The Problem
You may skip to the solution part at the bottom if you feel brave
Branching means you diverge from the main line of development and continue to do work without messing with that main line. - git
Branches are one of the more powerful features of a VCS, you can work on new features and test changes without touching your master code. But many times those changes implies to do some changes on the database too, and well, your database certainly doesn’t live within your repository, so if you want to go back to master or to another branch you need to discard the changes you made to the database.
For this you have many options:
- Rails Rollback any migration you made
- Drop your db and create (or restore) a clean one bye bye changes~
- Backup your current db and create (or restore a clean one) each time you switch branches so you have a standalone copy for each branch
As we can see each of this options has it’s drawbacks
- Rails When you rollback your migrations you may lose any data that is not properly handled in the rollback, face the fact that some data is not easily recoverable or even worse, you may face the ugly and troublesome
ActiveRecord::IrreversibleMigration
. - Dropping your db and creating a new one each time you need to switch to another branch can take a lot of time; specially when you have to download and import a production database dump with millions of records (I’m working on a project in which this process easily takes about 20~ minutes), besides that you also loses any changes you did in your branch, changes that may take some extra time to regenerate when you go back to the branch you where working on.
- This one is the least dangerous for your data, the only drawback I can think of is that you may need quite a lot storage if your database is big.
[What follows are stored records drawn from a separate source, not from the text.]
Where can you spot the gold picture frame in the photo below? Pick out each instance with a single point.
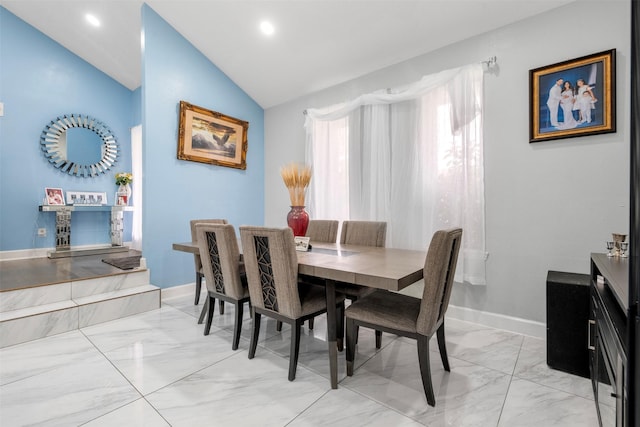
(207, 136)
(573, 98)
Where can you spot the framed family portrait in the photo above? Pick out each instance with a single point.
(573, 98)
(210, 137)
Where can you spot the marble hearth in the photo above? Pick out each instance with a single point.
(42, 297)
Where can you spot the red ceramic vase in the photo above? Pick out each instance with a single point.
(298, 220)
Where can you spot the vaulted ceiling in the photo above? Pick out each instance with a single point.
(316, 43)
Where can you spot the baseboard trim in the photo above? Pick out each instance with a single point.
(499, 321)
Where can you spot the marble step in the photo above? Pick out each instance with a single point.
(52, 293)
(42, 320)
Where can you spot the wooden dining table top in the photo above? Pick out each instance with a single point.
(383, 268)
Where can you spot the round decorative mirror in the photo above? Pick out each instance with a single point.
(79, 145)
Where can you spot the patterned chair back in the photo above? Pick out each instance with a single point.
(220, 258)
(194, 235)
(271, 264)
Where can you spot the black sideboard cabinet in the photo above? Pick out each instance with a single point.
(567, 320)
(608, 348)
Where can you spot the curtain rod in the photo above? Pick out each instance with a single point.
(487, 65)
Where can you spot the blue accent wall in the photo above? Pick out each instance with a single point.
(176, 191)
(39, 81)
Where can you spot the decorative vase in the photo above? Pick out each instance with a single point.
(618, 238)
(298, 220)
(124, 194)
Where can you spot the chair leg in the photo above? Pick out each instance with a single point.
(254, 334)
(442, 345)
(295, 349)
(340, 326)
(237, 327)
(205, 309)
(207, 328)
(378, 339)
(198, 287)
(425, 369)
(352, 337)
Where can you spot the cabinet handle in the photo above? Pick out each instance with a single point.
(590, 346)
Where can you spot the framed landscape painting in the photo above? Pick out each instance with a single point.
(573, 98)
(207, 136)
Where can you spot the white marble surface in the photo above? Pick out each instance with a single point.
(84, 288)
(158, 369)
(39, 295)
(120, 306)
(38, 326)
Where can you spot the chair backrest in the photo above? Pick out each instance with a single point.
(271, 265)
(220, 258)
(439, 269)
(364, 233)
(194, 236)
(323, 230)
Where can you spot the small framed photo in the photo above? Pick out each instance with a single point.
(573, 98)
(206, 136)
(54, 196)
(302, 243)
(86, 198)
(121, 200)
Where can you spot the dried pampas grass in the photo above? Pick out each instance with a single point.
(296, 178)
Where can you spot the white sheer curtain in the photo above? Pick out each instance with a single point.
(411, 156)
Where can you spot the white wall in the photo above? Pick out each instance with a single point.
(548, 205)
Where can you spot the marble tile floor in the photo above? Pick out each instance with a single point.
(157, 369)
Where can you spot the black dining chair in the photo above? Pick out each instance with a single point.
(411, 317)
(196, 257)
(323, 230)
(271, 264)
(362, 233)
(223, 271)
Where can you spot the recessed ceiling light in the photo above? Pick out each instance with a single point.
(267, 28)
(91, 19)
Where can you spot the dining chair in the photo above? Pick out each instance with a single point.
(412, 317)
(271, 264)
(196, 257)
(363, 233)
(223, 271)
(323, 230)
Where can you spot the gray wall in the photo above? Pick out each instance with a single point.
(548, 205)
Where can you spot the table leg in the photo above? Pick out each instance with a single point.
(330, 288)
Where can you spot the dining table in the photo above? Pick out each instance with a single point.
(382, 268)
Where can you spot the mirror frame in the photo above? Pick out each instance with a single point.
(50, 145)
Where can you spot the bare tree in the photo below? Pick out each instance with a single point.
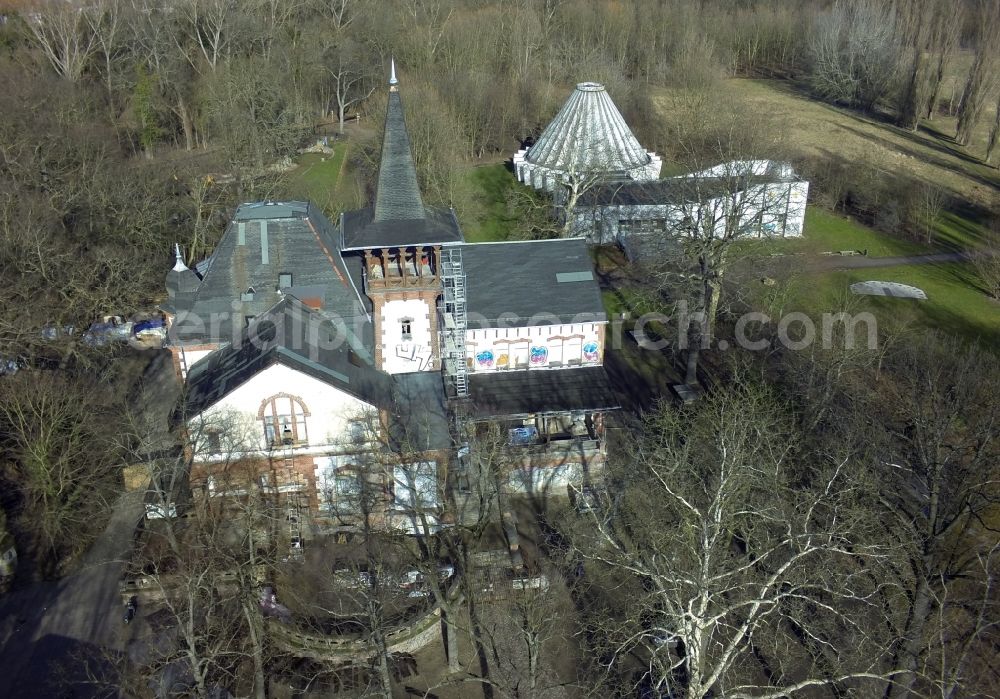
(350, 69)
(854, 53)
(733, 196)
(65, 33)
(980, 78)
(744, 567)
(946, 27)
(930, 201)
(941, 433)
(60, 457)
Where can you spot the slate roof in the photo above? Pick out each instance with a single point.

But it ain’t such a big trouble.
But the biggest drawbacks of all of this, is that none of them is automatic and you can easily forget to do it once and end up with a messed up schema.rb
in your master
branch. Happened to me so many times before.
Luckily for us, Git gives us a way to do automated tasks whenever we change branches thanks to Git Hooks.
Git has a way to fire off custom scripts when certain important actions occur. There are two groups of these hooks: client-side and server-side. Client-side hooks are triggered by operations such as committing and merging, while server-side hooks run on network operations such as receiving pushed commits. - git
The solution
Taking advantage of this hooks I made a script that automatically creates a backup of your currently active database and switch between backups whenever you switch branches.
Requirements
- PostgreSQL (obviously)
- Git
- psql
- createdb
- dropbp
Ensure git
, psql
, createdb
and dropdb
are available in your path, also ensure you have a database user without password preferably named postgres
. (This should be the default setup in most of the development environments)
Installation
Run the following commands in your projects root path
1.- Download the script in your project’s hooks directory and make it executable
> $ wget -O .git/hooks/post-checkout https://gist.githubusercontent.com/yknx4/470ec4e1378a48382fdbaf6b5896f1d0/raw/393a1faad80795631e08c994505f0a706404cedb/post-checkout
> $ chmod +x .git/hooks/post-checkout
2.- Tweak the configuration
> $ vim .git/hooks/post-checkout
...
# --- Constants
SEPARATOR="/" # This is the separator that is going to be used to
MAIN_BACKUP="_backup" # This is the suffix that is going to be used for a main backup
MAIN_DATABASE="NAME_OF_YOUR_PROJECT_DB" # Here you should put the name of the db
DB_USER="postgres" # In case your user is not postgres you may change it
...
3.- Thats all! You should have you database branches working now.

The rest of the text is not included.